Reddit IAMA meets Twitter chat via Slack channel — My experiment bringing a real-time collaboration tool into an intro to reporting course
This fall starts my first semester as a full-time tenure-track assistant professor at the University of La Verne.
I’m only teaching two courses this fall — Intro to News Reporting and Public Relations Methods (thanks to the course relief given to newbies). But I never do things the easy way. What fun would that be? So I’m using the course relief as an opportunity to try some new things. In the past, I’ve used Twitter as a classroom discussion tool, but this time, I decided to experiment with Slack.
I’m calling my experiment “Reddit-IAMA-with-a-professional-journalist-meets-Twitter-chat-via-a-Slack-channel.”
Class time is precious in a jam-packed course like News Reporting (at La Verne we call it Journalism 100). There’s a lot of ground to cover, and often, discussions end up limited to an hour or less a week. But what if our class could have on-going discussions throughout the semester?
My goals for this assignment are:
- Give students a chance to practice using a real-world collaboration tool.
Communicating with supervisors and peers via tools like Slack isn’t always as natural for the younger generation as you might think it would be. It takes time and a little trial and error to really perfect your giphy “A game.”
2. Connect students with a diverse group of professional journalists that work all over the world.
This means in-person visits and even real-time chats would be next to impossible to coordinate.
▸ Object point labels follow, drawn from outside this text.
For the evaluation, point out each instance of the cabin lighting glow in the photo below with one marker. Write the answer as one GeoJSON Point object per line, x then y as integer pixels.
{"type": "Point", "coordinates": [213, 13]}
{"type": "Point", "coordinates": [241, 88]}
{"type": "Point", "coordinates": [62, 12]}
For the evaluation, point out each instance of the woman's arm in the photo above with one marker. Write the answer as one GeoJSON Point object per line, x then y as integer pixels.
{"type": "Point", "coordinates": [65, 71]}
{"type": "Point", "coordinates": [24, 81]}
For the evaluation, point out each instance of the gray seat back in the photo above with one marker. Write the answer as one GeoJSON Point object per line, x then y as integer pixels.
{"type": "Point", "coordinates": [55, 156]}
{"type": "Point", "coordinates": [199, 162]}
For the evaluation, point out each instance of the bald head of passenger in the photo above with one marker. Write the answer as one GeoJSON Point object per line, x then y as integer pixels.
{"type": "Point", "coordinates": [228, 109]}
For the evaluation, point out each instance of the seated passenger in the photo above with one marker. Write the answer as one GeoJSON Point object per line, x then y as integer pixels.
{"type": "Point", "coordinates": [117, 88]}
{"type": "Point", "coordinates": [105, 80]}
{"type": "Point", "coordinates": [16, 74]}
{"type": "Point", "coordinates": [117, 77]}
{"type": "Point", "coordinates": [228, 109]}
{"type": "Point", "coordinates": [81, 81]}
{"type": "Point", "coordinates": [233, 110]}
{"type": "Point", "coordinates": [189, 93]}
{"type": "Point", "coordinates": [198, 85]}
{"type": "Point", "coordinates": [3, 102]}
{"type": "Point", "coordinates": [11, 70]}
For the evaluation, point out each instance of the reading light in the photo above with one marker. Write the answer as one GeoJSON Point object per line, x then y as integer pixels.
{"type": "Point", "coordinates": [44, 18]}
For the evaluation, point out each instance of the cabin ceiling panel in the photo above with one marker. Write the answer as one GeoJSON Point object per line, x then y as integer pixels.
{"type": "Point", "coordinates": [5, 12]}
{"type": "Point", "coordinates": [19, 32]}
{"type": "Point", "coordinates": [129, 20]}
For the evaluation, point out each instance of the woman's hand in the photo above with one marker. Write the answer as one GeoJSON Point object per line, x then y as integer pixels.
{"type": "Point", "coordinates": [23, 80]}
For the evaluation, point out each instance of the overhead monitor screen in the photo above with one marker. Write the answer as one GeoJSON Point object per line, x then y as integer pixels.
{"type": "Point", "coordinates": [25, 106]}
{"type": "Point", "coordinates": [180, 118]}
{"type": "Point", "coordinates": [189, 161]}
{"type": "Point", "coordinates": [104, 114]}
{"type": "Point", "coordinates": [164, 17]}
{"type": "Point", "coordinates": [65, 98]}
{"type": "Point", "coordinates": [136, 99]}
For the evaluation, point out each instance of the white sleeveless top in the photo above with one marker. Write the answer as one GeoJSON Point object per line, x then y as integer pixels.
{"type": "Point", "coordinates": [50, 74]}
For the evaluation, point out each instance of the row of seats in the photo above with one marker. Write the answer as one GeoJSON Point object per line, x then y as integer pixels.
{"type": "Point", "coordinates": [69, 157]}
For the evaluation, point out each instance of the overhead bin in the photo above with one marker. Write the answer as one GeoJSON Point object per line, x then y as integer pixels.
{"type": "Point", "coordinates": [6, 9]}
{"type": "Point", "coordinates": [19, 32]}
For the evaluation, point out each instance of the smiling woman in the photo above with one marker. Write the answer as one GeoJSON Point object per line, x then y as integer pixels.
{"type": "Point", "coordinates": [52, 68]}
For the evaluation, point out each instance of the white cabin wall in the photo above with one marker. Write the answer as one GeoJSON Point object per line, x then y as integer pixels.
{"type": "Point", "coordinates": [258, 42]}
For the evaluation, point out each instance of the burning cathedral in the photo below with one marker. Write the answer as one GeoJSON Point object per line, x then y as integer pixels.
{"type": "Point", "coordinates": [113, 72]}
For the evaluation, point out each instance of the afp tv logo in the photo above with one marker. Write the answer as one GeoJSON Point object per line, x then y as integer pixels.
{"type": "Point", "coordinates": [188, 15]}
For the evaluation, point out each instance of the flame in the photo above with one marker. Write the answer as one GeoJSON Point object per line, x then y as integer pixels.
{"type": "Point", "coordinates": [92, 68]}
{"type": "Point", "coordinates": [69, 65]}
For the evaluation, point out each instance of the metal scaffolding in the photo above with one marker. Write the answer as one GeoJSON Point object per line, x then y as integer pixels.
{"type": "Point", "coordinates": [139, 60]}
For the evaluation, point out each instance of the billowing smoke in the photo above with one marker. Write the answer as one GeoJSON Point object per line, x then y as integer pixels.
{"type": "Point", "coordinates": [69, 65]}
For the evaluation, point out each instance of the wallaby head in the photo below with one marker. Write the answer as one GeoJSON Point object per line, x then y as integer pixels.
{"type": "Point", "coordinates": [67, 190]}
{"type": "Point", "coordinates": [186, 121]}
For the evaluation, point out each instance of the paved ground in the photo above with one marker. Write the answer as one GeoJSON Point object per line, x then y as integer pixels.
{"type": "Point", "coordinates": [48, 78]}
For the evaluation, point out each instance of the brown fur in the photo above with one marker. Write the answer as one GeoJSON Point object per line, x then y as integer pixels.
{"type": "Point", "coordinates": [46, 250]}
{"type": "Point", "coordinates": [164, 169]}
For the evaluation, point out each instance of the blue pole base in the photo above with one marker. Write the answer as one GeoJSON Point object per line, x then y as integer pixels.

Besides, working journalists are busy people, I didn’t want to make them commit to a campus visit. Instead, I wanted to provide opportunities for discussion over an entire week so they, you know, could converse in their “free” time. (Hahahaha.)
Here’s how I’ve designed my experiment.
First, I hit-up some people I know personally. A couple of former star students who are rockin’ it in the real world as journalists, and a couple of co-workers from Global Press Journal whose work I really admire. I asked if they’d be willing to be guinea pigs (they all said, “Yes!”). I also Tweeted out a call for people who work police beats and connected with two more stellar professionals. All-in-all, I’m planning seven chats over the course of the 16 week semester.
I’ve created three assignments related to these guest discussions. The timeline will go something like this:
- Guests will be added to the class Slack channel. (I may do one guest channel or individual channels per topic, that is TBD.) The guest will post a short intro that gives students some background on their career and experience, (ala Reddit’s IAMA, complete with their photo).
- On Monday, the week of the guest chat, students must submit a question for the guest around a specific topic, (which will probably be the topic for class that week). This is a pass/fail assignment. Either you submit a question, or you don’t. I will pick 3–5 questions to ask the guest over the course of their week.
- I will post a question or two a day starting on Tuesday and ending on Friday. The guest will pop into Slack during the week and answer questions, maybe even pose questions back to the students. And, in an ideal world, the students will engage in a conversation with the guest during the week. (I’m asking guests to have example links ready to share and to prep a few giphys to, you know, emphasize their points and add a little fun to the interaction.)
- In small teams, students will communicate via Slack to create a highlights presentation in Powerpoint or Keynote. The “Slack Chat Highlights” will include interesting quotes from the discussion, summary of key learnings and a list of examples that relate to the topic and the discussion. (See template). They’ll upload the slides to me directly on Slack.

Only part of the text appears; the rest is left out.